Toc toc





Recentemente eu comprei um porta-chaves.
   Não é um porta-chaves particularmente bonito ou especial, para falar a verdade. É só um porta-chaves. Daqueles que você encontra em qualquer loja de conveniência por um preso muito superior ao valor de fabricação e ainda assim muito mais barato do que você seria capaz de acreditar. Ok, confesso que peguei o preto ao invés do branco, já que a minha parede já é branca e achei que um pouco de contraste faria bem ao ambiente. Mas, fora isso, só a porra de um porta-chaves.
   O que levanta a questão: por que eu estou escrevendo sobre a porra de um porta-chaves?
   Bem, porque eu descobri que eu odeio meu porta-chaves.
   Descobri que sou capaz de odiá-lo como nunca odiei a alguém, mais do que jamais sonhei ser possível odiar. Descobri dentro de mim um ódio que eu mesmo julguei que era incapaz de produzir, um ódio tão primal e visceral que queima nas minhas entranhas e força seu caminho até a minha língua, vazando palavras que há um minuto não estavam lá.

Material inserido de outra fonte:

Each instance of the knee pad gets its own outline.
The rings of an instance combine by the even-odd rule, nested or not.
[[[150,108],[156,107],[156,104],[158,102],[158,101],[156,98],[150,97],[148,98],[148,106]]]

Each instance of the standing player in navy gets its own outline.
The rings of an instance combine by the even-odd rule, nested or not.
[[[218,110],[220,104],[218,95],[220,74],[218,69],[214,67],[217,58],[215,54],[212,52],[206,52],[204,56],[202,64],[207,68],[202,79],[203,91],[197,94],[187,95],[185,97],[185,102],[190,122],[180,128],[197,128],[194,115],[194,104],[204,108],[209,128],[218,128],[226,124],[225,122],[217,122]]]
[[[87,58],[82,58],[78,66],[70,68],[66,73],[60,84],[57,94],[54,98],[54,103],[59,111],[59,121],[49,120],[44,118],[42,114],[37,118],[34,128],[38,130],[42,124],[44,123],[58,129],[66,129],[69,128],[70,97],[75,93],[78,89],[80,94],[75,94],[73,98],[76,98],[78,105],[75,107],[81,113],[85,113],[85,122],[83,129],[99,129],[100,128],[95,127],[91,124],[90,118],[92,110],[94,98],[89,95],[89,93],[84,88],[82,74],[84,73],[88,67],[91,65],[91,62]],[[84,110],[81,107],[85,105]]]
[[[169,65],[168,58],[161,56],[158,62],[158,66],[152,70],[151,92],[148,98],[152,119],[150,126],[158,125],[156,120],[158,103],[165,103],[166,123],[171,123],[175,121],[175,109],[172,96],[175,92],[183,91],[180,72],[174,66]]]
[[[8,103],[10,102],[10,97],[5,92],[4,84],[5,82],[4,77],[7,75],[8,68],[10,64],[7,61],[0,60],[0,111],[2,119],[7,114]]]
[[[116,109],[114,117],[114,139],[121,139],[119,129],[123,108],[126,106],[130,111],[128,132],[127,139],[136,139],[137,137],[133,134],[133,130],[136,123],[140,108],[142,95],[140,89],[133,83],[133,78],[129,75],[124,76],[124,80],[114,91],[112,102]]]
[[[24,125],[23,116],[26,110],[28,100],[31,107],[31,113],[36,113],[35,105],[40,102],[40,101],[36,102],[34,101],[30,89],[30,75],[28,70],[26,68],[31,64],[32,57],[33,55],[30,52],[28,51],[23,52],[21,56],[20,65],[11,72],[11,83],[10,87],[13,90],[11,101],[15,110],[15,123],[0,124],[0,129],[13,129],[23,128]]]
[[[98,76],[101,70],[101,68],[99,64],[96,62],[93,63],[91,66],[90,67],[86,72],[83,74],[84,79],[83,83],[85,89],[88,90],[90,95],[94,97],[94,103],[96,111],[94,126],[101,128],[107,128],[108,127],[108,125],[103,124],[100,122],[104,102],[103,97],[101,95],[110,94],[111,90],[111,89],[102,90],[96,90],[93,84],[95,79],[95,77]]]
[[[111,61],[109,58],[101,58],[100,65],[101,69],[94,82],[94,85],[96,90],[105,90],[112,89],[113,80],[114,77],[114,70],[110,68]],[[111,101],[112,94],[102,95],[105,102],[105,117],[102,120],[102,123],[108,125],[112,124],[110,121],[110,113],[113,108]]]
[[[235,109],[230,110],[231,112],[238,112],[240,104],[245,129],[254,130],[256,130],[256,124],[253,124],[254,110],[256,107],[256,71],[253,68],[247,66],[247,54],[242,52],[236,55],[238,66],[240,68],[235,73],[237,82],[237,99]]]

   Então, por que o porta-chaves?
   Você já saiu de casa e se pegou na soleira da porta ou na frente do apartamento, pensando que esqueceu alguma coisa? Uma coisa esquiva, uma coisa que você não consegue associar a um nome imediatamente, mas que sabe que é importante o suficiente para te fazer parar aonde está? E, quando você inevitavelmente volta para procurar a tal coisa, acaba por concluir que não havia coisa alguma, que tudo foi apenas uma peça pregada pela sua mente, uma resposta ao stress e a pressão que você tem sofrido no trabalho ou na faculdade ultimamente, uma pequena vingança dos neurônios fatigados e sofridos cujas bainhas estão quase torradas depois de tanto esforço. E você sai de novo de casa.
   E você percebe que ainda sente falta da tal coisa.
   E, pelo resto do dia, você vai tentar se fazer acreditar que aquilo não era nada, apenas uma alucinação causada pelo calor, mesmo quando cada célula e terminação nervosa no seu corpo está lhe dizendo que sim, aquilo era alguma coisa, seu imbecil, e é melhor você voltar imediatamente para pegá-la! Mesmo depois de você ter se aliviado no banheiro, parece que aquela sensação se apega a você como um parasita que lentamente se aloja no estômago e se recusa terminantemente a sair, não importa o que aconteça. Você tenta se livrar dessa sensação, claro.
   Você tenta o álcool, e ele te deixa meio tonto, mas não faz com que a sensação desapareça. Você tenta drogas, mas elas só fazem com que a sensação fique mais forte. Você passa para drogas mais fortes, até finalmente iniciar um romance e, por um tempo, a sensação some. Por um tempo. Você constrói uma vida, uma com casa, filhos, um emprego estável, um cachorro, um gato, uma hipoteca aceitável e uma taxa de juros não muito exorbitante...
   Mas nada faz com que a coisa desapareça. Não por completo.
   Então, você decide cometer um crime. Os meses de preparação e de recrutamento te mantêm ocupado, e você se esquece da tal coisa. Mas na noite do golpe, quando não há mais nada para ser planejar, quando o plano todo depende das ações dos seus comparsas e do cuidado deles ao executar o plano, ela volta com tudo. E você é pego.
   Você é pego e você é julgado e você é condenado. Você passa o seu tempo no xadrez sendo comido e carcomido por aquela sensação desoladora, dia após dia até que o seu tempo subitamente acaba e, sem demais explicações, você está na soleira daquela casa que deixou hoje de manhã mesmo, quando aquela sensação infernal surgiu e tomou as rédeas da sua mente. E você procura as chaves no bolso.
   E percebe que elas não estão lá.
   De repente, tudo faz sentido.
   Afinal, as chaves estão aonde era suposto elas estarem: no porta-chaves.
   Quem, em sã consciência, compraria um porta-chaves para não colocar as chaves nele?
   Isso seria loucura, certo?

   Diga-me, você já teve um dia assim?